6) Belittle the educational background of your peers as often as possible. If you went to an Ivy-league school, refer to state-schools as “community colleges.” If you went to a state school, refer to Ivy-league graduates as “rich snobs” that have had “everything in life handed to them.” If you went to a small liberal arts college, refer to the products of all other colleges as “socially awkward” and “small-minded.”
7) Be involved in politics, but limit your commitment. Feel free to engage in political discourse and debate, but if you are losing don’t admit defeat. Instead, respond that you don’t have time to think about politics, since you’re thinking so much about science. Advise them that if they were “good chemists” and “serious scientists,” they wouldn’t be thinking so much about politics anyway. Treat sports similarly.
8) Don’t be afraid to brown-nose. If an “important” scientist asks you to warm his seat for him, jump at the opportunity. If you have more than one advisor, decide early on which one is more influential in your chosen field, and latch on to him like a tapeworm onto the lining of the small intestine. Other graduate students may ridicule you for your actions, but gently remind them that your connections are securing you an assistant professorship or prestigious postdoctoral fellowship while they will be struggling to find employment at McDonalds when they graduate. Note – you do not actually need an assistant professorship offer or prestigious postdoctoral fellowship to make this claim.
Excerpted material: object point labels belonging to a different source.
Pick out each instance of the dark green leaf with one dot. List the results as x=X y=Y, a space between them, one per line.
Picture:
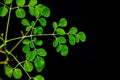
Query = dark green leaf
x=20 y=13
x=31 y=55
x=38 y=42
x=26 y=41
x=60 y=31
x=39 y=77
x=71 y=39
x=26 y=48
x=55 y=25
x=28 y=66
x=32 y=2
x=25 y=22
x=39 y=63
x=63 y=22
x=17 y=73
x=3 y=11
x=64 y=50
x=73 y=30
x=61 y=39
x=32 y=11
x=46 y=12
x=82 y=36
x=8 y=1
x=77 y=38
x=8 y=70
x=58 y=49
x=20 y=2
x=55 y=43
x=41 y=52
x=43 y=22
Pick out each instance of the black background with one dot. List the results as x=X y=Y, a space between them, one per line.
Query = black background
x=85 y=60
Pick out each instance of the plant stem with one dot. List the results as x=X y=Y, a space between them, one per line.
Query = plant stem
x=7 y=25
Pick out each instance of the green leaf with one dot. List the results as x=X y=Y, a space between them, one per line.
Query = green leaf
x=28 y=66
x=41 y=52
x=39 y=77
x=60 y=31
x=8 y=70
x=43 y=22
x=46 y=12
x=82 y=36
x=26 y=48
x=26 y=41
x=55 y=43
x=71 y=39
x=32 y=2
x=28 y=28
x=31 y=55
x=39 y=63
x=64 y=50
x=63 y=22
x=39 y=30
x=17 y=73
x=77 y=38
x=8 y=1
x=20 y=2
x=55 y=25
x=32 y=11
x=20 y=13
x=61 y=39
x=25 y=22
x=58 y=49
x=73 y=30
x=38 y=42
x=3 y=11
9) Come up with a few witty catchphrases, such as “have fun” or “get to work” and repeat them. Often. Perhaps use one such as “your mom” as a witty comeback to the insults of others. Example:
Person A) I don’t think your data is reasonable. I just don’t think you can have a negative turnover frequency.
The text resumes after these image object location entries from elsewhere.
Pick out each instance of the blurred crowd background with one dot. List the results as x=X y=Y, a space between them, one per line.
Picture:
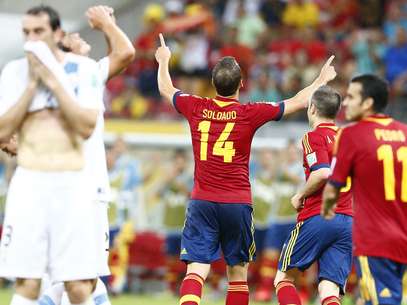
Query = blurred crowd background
x=280 y=46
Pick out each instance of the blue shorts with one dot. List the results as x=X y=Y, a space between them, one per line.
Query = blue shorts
x=329 y=242
x=380 y=280
x=173 y=244
x=277 y=234
x=212 y=227
x=259 y=238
Person B) Your mom thought a negative turnover frequency was reasonable last night!
Although people may stop talking to you and/or ridicule you, they are simply jealous of your unconquerable wit.
10) If you feel as though someone in your group isn’t respecting your research, or is starting a project that may be more influential then your project, then by all means don’t tell them. Instead, visit the advisor and say that you no longer wish to collaborate with your group-mate because he is “not a serious scientist” and “a bad chemist.” Then, approach the student and tell him that you talked to his advisor, and that both of you agreed that you no longer need waste “the time and materials” on the student. Alternatively, you can sabotage the student’s work (for instance, take down a critical instrument for maintenance every time the student needs to use it or hoard resources) to avoid conflict. Remember, only you can safeguard your graduate legacy.